The writ of mandamus is a "'drastic and extraordinary remedy,'" In re Roman Catholic Diocese of Albany, New York, Inc., 745 F.3d 30, 35 (2d Cir. 2014) (quoting Cheney v. U.S. District Court for District of Columbia, 542 U.S. 367, 380 (2004)), which is granted "only in 'exceptional circumstances amounting to a judicial usurpation of power, or a clear abuse of discretion,'" SEC v. Rajaratnam, 622 F.3d 159, 169 (2d Cir. 2010) (quoting Cheney, 542 U.S. at 380). We will not grant mandamus to overturn pretrial discovery orders unless the "discovery question is of extraordinary significance or there is extreme need for reversal of the district court's mandate before the case goes to judgment." In re SEC ex rel.
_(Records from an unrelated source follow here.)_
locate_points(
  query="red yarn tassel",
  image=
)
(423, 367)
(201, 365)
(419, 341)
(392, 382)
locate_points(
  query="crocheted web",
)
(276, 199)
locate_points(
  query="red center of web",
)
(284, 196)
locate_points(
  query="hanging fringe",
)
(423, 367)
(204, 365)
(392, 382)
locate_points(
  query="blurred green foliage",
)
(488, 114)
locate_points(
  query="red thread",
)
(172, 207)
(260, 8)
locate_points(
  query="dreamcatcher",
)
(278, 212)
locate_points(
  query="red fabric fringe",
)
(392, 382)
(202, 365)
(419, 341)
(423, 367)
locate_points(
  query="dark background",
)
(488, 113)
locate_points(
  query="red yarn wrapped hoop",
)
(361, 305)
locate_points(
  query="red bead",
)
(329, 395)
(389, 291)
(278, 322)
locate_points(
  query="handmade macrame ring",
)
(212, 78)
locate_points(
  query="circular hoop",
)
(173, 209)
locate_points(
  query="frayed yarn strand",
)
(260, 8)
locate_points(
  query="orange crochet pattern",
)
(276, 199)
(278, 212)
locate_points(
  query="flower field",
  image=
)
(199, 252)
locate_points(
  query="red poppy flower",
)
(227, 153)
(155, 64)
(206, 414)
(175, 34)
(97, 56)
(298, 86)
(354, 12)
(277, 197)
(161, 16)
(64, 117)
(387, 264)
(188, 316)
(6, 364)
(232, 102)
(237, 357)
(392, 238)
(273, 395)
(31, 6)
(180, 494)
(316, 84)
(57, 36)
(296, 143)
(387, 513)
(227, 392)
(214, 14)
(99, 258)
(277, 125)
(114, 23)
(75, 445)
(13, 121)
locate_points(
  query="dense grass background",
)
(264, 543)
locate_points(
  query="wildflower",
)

Glotzer, 374 F.3d 184, 187 (2d Cir. 2004) (internal quotation marks omitted). To obtain mandamus relief from a discovery order that involves privilege, a party must show that "(i) the petition raises an issue of importance and of first impression; (ii) the [party's] privilege will be lost if review must await final judgment; and (iii) immediate resolution will avoid the development of discovery practices or doctrine undermining the privilege." In re Sims, 534 F.3d 117, 128-29 (2d Cir. 2008) (internal quotation marks omitted). "The second factor--loss of the petitioner's privilege if review must await final judgment--is normally present when the privilege is meant to protect the confidentiality of a communication" because "a remedy after final judgment cannot unsay the confidential information that has been revealed," id. at 129 (internal quotation marks omitted); but that factor alone cannot be dispositive.
In the present case, while a remedy after final judgment could not undo the disclosure of such confidential information in response to Main Street's subpoena, Savalle has not demonstrated exceptional circumstances amounting to a judicial usurpation of power or a clear abuse of discretion. Nor has he shown that the district court's decision raises a novel, important issue or that mandamus is needed to avoid the development of detrimental discovery practices.
We have considered all of Savalle's arguments challenging the district court's order and have found them insufficient to meet the exacting standards for the issuance of a writ of mandamus. For the foregoing reasons, the appeal is dismissed, and the petition for a writ of mandamus is denied.